27.9.06
Un desordenado cajón de sastre
Una Casa en el Fin del Mundo significa la aburrida ópera prima de un tal Michael Mayer. Estrenada con dos años de retraso, es el típico producto que llega a las salas españolas por el mero reclamo del nombre de uno de sus actores, en este caso el de Colin Farrell; un Farrell, por cierto, totalmente sobreactuado y recién salido del horripilante SWAT, Los Hombres de Harrelson. ¿Qué le han encontrada a este chico para que le den tantos papeles?
La película, que se inicia a finales de los años 60 y termina en la década de los 80, se centra en la amistad de una atípica pareja de muchachos a los que acabará uniéndose, con el paso de los años, una chica de tendencias hippies. Entre los tres nacerá una extraña relación, llena de sentimientos opuestos que, según sople el viento, les irá acercando o distanciando más entre ellos.
La cinta navega, de manera tediosa, entre el melodrama y la comedia, sin encontrar en ninguno de los dos géneros el lugar definitivo en el que apoyarse. Las relaciones triangulares, el SIDA, la homosexualidad, la bisexualidad, el liberalismo sexual, los porros, la muerte y la soledad, entre otros, son sólo algunos de los muchos y variopintos temas sobre los que pretende hacer cátedra. Pero como bien dicen, quien mucho abarca poco aprieta. Y es que, en poco más de hora y media, no se puede hablar de tantas cuestiones distintas sin denotar cierta dispersión argumental.
Si algún mérito tiene el innecesario film de Mayer se encuentra en la presencia, siempre de agradecer, de Sissy Spaceck (a pesar de que últimamente, haciendo de madre, sale hasta en la sopa) y de Robin Wright Penn, una mujer que con su madurez está ganando muchos enteros en calidad interpretativa. Lástima, de todos modos, que su personaje esté pésimamente descrito. Ello es culpa de un guión inmaduro, que se centra en exceso en los roles de los dos amigos masculinos (Farrell y un efectivo Dallas Roberts) y olvida en un rincón el de ella, utilizándola tan sólo como elemento desestabilizador de una amistad fomentada desde la adolescencia. Lo único que en realidad consigue con esa disparidad de criterios es que, en ciertos pasajes, no se entiendan algunas de las reacciones (que no voy a desvelar) de su personaje.

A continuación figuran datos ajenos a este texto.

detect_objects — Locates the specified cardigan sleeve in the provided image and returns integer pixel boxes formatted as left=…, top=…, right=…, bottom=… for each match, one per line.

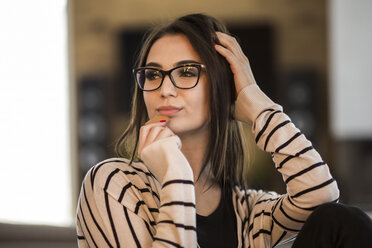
left=234, top=84, right=340, bottom=247
left=76, top=140, right=197, bottom=248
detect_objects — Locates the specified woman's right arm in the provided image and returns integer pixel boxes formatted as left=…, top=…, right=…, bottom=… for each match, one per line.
left=76, top=124, right=197, bottom=247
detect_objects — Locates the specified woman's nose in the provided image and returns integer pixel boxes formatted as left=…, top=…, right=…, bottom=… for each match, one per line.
left=160, top=75, right=178, bottom=97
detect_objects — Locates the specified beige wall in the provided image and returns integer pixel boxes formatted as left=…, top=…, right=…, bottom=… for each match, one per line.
left=70, top=0, right=329, bottom=150
left=69, top=0, right=372, bottom=210
left=71, top=0, right=328, bottom=78
left=69, top=0, right=329, bottom=197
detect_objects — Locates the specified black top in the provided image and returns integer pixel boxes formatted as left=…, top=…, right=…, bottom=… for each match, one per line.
left=196, top=187, right=238, bottom=248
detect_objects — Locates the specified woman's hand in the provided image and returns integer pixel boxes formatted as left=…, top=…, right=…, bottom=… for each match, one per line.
left=138, top=121, right=187, bottom=184
left=214, top=31, right=257, bottom=95
left=138, top=121, right=178, bottom=157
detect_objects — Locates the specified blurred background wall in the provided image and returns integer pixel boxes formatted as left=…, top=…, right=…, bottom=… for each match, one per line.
left=0, top=0, right=371, bottom=247
left=72, top=0, right=331, bottom=192
left=71, top=0, right=372, bottom=208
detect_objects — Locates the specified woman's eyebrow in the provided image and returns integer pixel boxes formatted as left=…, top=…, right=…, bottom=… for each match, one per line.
left=145, top=62, right=161, bottom=67
left=145, top=60, right=201, bottom=68
left=174, top=60, right=202, bottom=66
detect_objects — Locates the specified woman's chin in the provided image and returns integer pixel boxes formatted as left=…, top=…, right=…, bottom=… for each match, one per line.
left=167, top=122, right=180, bottom=134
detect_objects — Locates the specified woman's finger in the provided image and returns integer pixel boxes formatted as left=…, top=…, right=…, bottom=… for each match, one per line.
left=138, top=126, right=149, bottom=156
left=214, top=34, right=257, bottom=94
left=138, top=122, right=166, bottom=156
left=214, top=44, right=240, bottom=73
left=144, top=126, right=166, bottom=147
left=155, top=126, right=175, bottom=141
left=215, top=32, right=248, bottom=62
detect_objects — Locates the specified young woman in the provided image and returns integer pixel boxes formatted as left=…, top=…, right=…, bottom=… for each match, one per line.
left=76, top=14, right=372, bottom=248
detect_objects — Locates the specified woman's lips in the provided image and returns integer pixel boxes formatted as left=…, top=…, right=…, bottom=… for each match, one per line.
left=157, top=106, right=182, bottom=116
left=158, top=108, right=181, bottom=116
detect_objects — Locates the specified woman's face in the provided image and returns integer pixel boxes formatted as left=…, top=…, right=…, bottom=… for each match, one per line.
left=143, top=34, right=210, bottom=137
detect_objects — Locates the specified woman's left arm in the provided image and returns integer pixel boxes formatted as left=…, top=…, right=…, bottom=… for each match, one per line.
left=215, top=32, right=340, bottom=241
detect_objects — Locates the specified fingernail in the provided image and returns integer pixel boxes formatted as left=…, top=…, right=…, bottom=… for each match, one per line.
left=159, top=120, right=166, bottom=123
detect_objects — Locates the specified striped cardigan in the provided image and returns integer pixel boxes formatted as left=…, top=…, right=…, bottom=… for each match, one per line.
left=76, top=84, right=339, bottom=247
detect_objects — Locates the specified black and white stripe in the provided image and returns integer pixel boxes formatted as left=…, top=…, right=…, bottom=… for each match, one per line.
left=76, top=91, right=339, bottom=247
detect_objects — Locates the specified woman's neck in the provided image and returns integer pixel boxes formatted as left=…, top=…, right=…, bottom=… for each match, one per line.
left=179, top=131, right=208, bottom=182
left=178, top=129, right=221, bottom=215
left=177, top=120, right=213, bottom=180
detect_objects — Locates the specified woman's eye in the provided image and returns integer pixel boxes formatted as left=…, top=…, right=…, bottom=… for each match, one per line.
left=145, top=71, right=161, bottom=80
left=180, top=66, right=197, bottom=77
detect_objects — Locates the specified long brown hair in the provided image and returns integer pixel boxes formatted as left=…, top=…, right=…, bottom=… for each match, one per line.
left=116, top=13, right=250, bottom=190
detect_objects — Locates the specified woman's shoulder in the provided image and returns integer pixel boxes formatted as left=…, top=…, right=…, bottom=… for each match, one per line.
left=83, top=157, right=160, bottom=196
left=79, top=157, right=161, bottom=223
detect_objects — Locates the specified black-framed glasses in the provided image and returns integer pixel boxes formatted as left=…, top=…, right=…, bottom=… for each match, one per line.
left=133, top=64, right=205, bottom=91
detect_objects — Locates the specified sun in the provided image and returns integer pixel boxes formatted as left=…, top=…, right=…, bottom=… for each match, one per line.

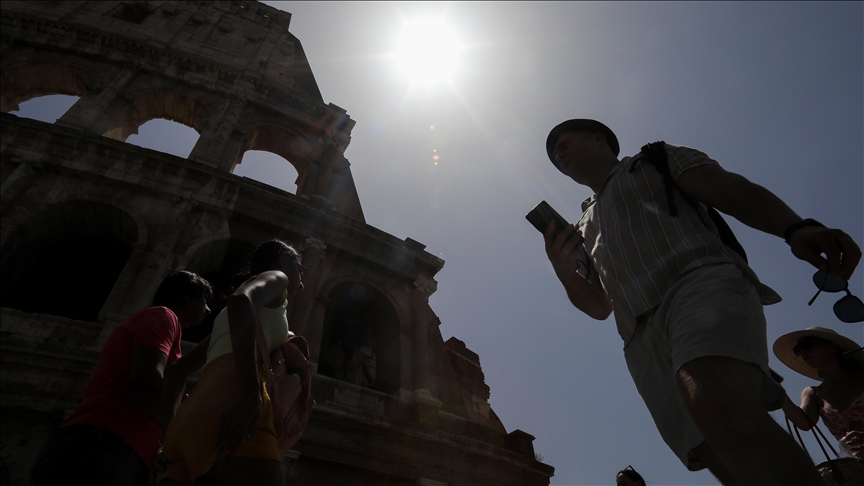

Hace ya unos cuantos años, en el 81, Arthur Penn realizó Georgia, un film de coordenadas similares y al que, a buen seguro, le han dado algún que otro repaso los responsables de Una Casa en el Fin del Mundo. La diferencia estriba en que el título de Penn, aparte de suponer un excelente retrato de los años sesenta amparado en un buen guión, jugaba a la perfección entre el drama, la comedia e incluso la tragedia, mientras que el trabajo del debutante Michael Mayer se queda en un frustrante quiero y no puedo cargado de buenas intenciones.
Un gigantesco cajón de sastre, totalmente caótico, en el que se apuntan cantidad de cuestiones heterogéneas para después no desarrollar, mínimamente, ninguna de ellas. Y lo peor de todo es que, muy a menudo, Colin Farrell, a modo de títere, asoma la cabeza por él y nos obsequia con numerosas muecas de su repertorio interpretativo.